1479
Cutaneous disease with necrotizing and ulceration which is probably a noninfectious manifestation of a Schwartzman-like reaction to an unknown antigen.
An inflammatory neutrophilic dermatosis that presents with the sterile, neutrophilic infiltrate on histopathology.
PG is a rare neutrophilic dermatosis characterized by painful erythematous, or inflammatory papules that frequently progressed to ulcers with a violaceous border.
Estimated incidence is 3-10,000,000 per year.
Overall incidence of 0.63 per hundred thousand person-years.
Female to male ratio of 1.8:1 across all ages.
Rare neutrophilic skin disorder with painful and necrotic ulceration.
Suspected to be mediated by neutrophil dysregulation or an auto inflammatory disease process.
Despite its name, it is neither an infectious or gangrenous process.
Characterized by ulcerations that occur spontaneously or are associated with other systemic disorders, including inflammatory, bowel disease, inflammatory arthropathies, hematological malignancies, and solid tumors.
It frequently occurs in young/middle-aged adults with the median age of 51.6 years.

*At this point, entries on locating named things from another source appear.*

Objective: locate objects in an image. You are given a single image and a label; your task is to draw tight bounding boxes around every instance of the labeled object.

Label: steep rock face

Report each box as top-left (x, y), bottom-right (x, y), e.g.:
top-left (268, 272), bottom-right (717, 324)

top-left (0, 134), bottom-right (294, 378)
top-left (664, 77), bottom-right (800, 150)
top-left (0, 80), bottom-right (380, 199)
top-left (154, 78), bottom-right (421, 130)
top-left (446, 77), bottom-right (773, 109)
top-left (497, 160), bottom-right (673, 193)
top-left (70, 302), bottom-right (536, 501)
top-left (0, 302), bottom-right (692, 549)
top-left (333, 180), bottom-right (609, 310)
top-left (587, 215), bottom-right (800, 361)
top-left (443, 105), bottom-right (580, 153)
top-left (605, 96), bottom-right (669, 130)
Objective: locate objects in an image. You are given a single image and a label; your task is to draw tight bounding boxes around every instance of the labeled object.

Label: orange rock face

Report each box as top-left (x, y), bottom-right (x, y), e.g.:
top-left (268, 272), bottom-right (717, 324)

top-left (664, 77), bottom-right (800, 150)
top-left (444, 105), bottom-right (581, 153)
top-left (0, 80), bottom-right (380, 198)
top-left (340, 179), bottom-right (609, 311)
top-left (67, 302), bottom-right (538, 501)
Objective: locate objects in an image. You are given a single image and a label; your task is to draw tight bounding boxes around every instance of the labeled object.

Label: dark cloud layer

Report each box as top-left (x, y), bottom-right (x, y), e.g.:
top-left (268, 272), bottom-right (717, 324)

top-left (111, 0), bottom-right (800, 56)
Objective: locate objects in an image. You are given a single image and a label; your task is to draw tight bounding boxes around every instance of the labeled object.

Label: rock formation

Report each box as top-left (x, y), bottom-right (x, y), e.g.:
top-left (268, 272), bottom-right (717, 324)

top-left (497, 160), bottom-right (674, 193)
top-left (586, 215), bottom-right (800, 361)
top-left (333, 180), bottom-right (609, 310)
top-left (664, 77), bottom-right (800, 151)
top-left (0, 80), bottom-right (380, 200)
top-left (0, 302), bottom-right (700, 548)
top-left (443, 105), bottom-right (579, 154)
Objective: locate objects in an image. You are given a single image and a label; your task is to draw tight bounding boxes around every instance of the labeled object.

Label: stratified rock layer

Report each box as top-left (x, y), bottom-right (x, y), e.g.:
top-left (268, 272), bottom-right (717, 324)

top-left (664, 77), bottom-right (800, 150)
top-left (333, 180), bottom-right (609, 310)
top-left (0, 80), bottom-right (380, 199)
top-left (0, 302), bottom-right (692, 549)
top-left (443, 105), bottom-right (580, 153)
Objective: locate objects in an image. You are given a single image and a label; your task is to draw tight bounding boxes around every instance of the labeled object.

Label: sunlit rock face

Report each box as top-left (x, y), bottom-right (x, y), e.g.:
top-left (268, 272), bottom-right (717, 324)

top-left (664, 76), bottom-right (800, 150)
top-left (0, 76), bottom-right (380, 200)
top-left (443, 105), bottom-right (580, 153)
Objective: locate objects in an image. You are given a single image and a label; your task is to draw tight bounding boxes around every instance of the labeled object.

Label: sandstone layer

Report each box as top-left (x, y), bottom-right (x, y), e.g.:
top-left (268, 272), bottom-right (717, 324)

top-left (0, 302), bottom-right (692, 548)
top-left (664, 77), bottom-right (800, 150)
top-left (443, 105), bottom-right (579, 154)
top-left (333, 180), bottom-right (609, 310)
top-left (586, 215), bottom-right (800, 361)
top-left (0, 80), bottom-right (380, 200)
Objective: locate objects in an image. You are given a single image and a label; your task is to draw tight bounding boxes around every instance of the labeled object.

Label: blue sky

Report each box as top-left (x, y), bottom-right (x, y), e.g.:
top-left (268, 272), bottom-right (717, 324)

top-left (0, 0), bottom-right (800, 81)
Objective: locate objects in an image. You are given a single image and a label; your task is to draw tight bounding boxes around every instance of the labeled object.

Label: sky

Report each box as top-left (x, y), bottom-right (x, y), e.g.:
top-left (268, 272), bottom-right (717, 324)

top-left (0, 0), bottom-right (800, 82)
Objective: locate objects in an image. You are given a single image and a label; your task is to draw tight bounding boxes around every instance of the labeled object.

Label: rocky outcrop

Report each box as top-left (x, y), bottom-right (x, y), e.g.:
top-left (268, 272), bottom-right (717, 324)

It is more common in women.
Typical presentation is in inflammatory papule or pustule that progresses to a painful ulceration.
Early lesions of ulcerative pyoderma gangrenosum appear as tender erythematous nodules wor papulopustules that erode to create ulcers with a purulent base and inflammatory, violaceous, and overhanging borders.
Suspected to be related to up regulation of neutrophilic function and secondary release of cytokines such as interleukin-8 which drives the process.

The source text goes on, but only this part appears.